# CSE 252B: Computer Vision II, Winter 2019 – Assignment 2

### Instructor: Ben Ochoa

### Due: Wednesday, February 6, 2019, 11:59 PM

## Instructions
* Review the academic integrity and collaboration policies on the course website.
* This assignment must be completed individually.
* This assignment contains both math and programming problems.
* All solutions must be written in this notebook
* Math problems must be done in Markdown/LATEX. Remember to show work and describe your solution.
* Programming aspects of this assignment must be completed using Python in this notebook.
* Your code should be well written with sufficient comments to understand, but there is no need to write extra markdown to describe your solution if it is not explictly asked for.
* This notebook contains skeleton code, which should not be modified (This is important for standardization to facilate effeciant grading).
* You may use python packages for basic linear algebra, but you may not use packages that directly solve the problem.
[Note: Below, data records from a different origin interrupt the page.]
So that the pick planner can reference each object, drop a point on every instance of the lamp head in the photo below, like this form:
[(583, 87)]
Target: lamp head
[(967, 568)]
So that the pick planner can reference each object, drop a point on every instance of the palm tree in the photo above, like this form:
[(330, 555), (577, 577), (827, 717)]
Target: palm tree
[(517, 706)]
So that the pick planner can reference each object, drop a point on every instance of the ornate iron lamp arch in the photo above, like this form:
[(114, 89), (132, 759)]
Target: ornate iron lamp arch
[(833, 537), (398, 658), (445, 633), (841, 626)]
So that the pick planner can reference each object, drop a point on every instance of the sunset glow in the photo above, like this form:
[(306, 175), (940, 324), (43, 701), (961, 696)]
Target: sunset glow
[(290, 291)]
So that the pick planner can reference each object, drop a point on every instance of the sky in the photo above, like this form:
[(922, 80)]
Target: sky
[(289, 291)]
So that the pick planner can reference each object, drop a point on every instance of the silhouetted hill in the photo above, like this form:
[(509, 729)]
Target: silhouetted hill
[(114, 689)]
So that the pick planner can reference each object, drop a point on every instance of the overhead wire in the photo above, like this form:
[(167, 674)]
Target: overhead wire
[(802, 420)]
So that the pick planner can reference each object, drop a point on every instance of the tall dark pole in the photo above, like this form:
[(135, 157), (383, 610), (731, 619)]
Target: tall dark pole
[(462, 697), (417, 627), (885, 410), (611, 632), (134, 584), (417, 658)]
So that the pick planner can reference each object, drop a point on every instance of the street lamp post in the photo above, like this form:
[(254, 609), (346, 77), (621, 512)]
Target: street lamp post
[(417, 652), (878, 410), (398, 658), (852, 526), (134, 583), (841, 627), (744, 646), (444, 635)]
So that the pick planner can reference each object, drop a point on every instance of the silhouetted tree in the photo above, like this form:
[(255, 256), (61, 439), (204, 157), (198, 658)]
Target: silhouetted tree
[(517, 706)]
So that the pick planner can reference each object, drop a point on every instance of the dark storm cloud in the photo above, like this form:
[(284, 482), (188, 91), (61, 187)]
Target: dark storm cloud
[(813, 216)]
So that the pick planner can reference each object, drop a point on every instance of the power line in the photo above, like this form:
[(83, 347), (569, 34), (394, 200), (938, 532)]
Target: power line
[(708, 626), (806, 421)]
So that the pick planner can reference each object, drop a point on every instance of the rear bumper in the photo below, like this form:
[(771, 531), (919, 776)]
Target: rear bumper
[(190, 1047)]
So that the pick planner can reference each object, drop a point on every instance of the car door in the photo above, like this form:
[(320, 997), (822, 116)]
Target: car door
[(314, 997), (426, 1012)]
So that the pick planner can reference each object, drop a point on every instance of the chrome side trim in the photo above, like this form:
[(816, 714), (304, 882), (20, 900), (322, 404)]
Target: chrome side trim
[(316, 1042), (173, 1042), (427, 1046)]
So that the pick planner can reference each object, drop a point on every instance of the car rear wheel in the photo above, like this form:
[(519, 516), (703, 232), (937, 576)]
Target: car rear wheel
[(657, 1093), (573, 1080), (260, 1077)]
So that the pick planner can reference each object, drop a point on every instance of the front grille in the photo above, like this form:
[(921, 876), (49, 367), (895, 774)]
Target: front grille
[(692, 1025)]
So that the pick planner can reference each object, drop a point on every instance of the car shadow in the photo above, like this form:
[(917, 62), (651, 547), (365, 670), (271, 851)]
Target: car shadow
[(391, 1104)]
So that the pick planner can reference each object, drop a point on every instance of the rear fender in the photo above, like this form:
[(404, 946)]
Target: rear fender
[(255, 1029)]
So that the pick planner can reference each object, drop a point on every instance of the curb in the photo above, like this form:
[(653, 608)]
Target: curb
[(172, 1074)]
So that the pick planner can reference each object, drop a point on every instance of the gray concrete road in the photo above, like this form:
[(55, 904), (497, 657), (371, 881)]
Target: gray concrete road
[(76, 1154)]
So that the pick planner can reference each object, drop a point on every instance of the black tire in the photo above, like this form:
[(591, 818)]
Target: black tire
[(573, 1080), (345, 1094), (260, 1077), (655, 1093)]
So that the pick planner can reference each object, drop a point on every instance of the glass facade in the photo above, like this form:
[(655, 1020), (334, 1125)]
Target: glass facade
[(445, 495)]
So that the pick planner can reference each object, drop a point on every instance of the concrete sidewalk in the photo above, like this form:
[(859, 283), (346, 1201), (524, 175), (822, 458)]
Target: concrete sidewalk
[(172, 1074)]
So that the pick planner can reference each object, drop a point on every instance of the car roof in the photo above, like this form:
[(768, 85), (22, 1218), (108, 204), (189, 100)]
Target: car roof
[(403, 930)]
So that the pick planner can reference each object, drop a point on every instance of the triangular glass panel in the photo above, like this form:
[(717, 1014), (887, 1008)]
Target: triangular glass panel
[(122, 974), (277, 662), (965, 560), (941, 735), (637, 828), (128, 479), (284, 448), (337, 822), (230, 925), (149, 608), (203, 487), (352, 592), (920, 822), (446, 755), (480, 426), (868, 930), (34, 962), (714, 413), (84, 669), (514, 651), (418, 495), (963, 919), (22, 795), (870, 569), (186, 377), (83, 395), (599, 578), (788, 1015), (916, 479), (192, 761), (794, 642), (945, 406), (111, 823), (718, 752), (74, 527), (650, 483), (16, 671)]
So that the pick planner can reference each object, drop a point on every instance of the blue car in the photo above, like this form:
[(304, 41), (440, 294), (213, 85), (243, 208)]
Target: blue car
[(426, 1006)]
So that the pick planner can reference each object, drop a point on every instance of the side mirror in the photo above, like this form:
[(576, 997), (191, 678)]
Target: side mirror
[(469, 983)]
Ask the instructor if in doubt.
* You must submit this notebook exported as a pdf. You must also submit this notebook as an .ipynb file.
* Your code and results should remain inline in the pdf (Do not move your code to an appendix).
* You must submit both files (.pdf and .ipynb) on Gradescope. You must mark each problem on Gradescope in the pdf.
* It is highly recommended that you begin working on this assignment early.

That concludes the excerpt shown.